Mehmet Akif Ersoy ve Kader Konusu

Mehmet Akif Ersoy ve Kader Konusu

Maalesef halk arasında ve geleneksel dini literatürdeki bazı kaynaklarda çok yanlış anlatıldığı için insanlar tarafından doğru bilinen yanlışlardan biri de kader meselesidir. Kuran’dan hiçbir dayanağı olmamasına rağmen, insanın özgür iradesini yok sayan bir kader anlayışı hâkim görüş haline gelmiştir. Halk arasındaki kader anlayışı özetle ifade etmek gerekirse, Allah’ın zaten ezelden her şeyi takdir etmiş olduğu bir çeşit alın yazısıdır. Kulun Allah’ın takdir etmiş olduğu karşısında herhangi bir tasarrufu ya da seçimi söz konusu değildir. Dolayısıyla herkes kaderine razı olmak durumundadır. Her ne kadar küllî ve cüzî irade şeklinde sınıflamalar yapılıyorsa da esasen kader meselesinden anlaşılan kısacası budur. Bu anlayış, onlarca apaçık Kuran ayeti ile çelişmesinin yanında sapkınlık ve kötülüklerin dahi Allah’a fatura edilebildiği bir anlayıştır.

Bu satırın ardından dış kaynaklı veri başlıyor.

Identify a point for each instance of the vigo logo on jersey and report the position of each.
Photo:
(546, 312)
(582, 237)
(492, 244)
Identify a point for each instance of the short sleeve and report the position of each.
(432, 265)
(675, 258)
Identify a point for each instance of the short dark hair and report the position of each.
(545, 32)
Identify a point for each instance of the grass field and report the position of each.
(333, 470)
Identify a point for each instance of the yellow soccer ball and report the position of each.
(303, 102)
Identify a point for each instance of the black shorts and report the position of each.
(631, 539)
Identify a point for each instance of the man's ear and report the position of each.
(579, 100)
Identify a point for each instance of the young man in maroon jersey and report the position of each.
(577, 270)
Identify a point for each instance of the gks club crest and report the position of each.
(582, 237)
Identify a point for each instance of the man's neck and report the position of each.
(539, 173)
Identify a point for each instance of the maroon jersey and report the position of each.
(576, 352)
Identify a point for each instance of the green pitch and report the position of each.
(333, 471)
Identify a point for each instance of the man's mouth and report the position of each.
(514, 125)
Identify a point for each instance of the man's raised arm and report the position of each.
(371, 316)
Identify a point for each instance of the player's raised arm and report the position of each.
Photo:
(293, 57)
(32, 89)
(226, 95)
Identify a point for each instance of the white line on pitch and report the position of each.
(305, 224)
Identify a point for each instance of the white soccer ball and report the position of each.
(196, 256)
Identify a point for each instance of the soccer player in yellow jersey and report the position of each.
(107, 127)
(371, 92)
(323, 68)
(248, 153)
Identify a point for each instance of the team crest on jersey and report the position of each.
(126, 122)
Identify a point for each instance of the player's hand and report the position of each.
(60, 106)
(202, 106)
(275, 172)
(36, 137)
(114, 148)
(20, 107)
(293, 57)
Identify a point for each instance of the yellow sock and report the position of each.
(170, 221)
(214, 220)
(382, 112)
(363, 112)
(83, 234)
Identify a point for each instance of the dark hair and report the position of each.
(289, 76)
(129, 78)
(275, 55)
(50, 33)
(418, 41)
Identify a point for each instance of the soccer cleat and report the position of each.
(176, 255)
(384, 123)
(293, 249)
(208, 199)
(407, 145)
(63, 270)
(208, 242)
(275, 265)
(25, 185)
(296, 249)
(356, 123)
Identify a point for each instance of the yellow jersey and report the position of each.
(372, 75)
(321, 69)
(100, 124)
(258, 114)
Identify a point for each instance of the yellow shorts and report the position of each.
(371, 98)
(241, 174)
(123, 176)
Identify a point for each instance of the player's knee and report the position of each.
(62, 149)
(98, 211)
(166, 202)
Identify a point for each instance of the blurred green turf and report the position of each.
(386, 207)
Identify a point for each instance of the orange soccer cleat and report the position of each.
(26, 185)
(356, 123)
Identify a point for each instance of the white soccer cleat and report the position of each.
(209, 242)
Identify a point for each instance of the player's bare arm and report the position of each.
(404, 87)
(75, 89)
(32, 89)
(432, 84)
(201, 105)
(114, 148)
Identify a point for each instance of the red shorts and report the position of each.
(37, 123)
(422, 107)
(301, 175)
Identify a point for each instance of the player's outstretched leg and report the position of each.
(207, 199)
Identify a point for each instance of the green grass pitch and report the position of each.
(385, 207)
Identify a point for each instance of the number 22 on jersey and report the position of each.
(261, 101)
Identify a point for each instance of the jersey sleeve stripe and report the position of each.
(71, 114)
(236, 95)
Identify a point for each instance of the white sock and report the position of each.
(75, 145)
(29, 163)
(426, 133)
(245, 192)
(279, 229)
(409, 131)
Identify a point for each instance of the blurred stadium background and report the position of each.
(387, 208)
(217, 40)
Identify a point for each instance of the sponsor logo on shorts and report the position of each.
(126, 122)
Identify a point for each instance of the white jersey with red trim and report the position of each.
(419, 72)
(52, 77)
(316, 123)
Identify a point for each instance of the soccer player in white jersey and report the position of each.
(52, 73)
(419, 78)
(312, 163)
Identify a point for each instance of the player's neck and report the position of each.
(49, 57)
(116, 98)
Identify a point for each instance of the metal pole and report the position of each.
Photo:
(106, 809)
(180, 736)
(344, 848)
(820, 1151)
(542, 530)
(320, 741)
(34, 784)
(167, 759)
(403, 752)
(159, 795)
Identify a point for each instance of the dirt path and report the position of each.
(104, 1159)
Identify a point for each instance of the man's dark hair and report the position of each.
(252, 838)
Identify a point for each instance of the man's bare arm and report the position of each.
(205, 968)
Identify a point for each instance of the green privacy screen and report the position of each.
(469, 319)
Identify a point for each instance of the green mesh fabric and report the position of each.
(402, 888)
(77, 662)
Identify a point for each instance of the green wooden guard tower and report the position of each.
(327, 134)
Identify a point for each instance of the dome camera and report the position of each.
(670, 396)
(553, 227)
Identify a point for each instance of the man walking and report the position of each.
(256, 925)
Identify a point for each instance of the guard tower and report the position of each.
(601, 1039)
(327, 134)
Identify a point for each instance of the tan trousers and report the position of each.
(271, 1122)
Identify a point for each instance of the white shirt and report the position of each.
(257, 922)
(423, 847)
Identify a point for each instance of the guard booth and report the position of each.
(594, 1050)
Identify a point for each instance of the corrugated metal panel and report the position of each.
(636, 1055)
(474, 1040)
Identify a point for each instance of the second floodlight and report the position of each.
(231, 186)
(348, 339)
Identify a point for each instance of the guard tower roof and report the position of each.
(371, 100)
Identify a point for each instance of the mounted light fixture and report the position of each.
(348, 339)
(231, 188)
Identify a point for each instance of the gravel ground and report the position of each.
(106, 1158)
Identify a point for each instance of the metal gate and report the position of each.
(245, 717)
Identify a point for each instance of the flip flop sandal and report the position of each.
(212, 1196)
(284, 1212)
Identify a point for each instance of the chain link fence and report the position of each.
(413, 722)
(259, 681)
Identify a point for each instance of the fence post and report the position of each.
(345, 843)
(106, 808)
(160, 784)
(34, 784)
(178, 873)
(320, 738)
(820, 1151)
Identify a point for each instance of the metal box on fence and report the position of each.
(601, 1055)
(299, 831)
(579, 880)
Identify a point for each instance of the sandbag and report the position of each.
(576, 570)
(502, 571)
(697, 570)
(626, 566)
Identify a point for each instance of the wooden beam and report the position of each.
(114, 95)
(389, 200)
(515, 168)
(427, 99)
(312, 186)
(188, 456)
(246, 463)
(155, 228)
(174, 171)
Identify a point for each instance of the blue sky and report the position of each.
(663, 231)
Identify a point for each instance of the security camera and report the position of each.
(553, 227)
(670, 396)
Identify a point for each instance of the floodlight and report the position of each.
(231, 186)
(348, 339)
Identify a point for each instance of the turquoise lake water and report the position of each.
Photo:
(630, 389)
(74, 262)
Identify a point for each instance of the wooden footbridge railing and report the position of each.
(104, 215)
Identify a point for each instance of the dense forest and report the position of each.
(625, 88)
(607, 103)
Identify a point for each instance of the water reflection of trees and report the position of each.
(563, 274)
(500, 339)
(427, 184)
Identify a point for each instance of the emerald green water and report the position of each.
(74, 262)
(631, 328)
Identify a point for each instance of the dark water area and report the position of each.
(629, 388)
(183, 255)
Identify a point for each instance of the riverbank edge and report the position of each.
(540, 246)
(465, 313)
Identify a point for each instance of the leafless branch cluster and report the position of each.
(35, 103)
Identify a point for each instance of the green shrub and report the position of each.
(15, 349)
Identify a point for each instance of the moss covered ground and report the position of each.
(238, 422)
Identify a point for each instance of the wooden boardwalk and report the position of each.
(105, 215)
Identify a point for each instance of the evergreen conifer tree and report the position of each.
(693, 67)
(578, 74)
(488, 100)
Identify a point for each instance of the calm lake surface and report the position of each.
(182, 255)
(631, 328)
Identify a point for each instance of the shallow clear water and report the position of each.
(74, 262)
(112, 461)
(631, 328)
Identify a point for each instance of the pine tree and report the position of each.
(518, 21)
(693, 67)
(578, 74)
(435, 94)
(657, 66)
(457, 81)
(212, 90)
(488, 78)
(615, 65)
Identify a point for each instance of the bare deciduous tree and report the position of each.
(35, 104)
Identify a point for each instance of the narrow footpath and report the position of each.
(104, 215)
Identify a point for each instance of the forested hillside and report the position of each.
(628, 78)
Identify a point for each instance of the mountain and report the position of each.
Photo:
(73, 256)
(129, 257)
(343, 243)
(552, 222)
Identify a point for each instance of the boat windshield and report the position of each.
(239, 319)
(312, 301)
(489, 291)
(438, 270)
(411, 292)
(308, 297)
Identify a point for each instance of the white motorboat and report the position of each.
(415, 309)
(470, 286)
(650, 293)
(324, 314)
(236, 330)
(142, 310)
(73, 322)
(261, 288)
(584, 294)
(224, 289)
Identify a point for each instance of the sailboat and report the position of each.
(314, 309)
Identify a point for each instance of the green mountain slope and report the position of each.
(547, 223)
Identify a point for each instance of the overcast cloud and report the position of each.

Bu yüzden halk arasında “Kader kurbanı”, “Kader mahkûmu”, “Kötü kader”, “Kaderin oyunu”, “Alın yazısı”, “Bu benim kaderim” şeklinde ifadelere sıklıkla denk geliriz. Oysa bunları ifade etmek esasen şunu söylemektir: “Bu benim kendi seçimim değil, Allah’ın benim için önceden takdir ettiğidir.”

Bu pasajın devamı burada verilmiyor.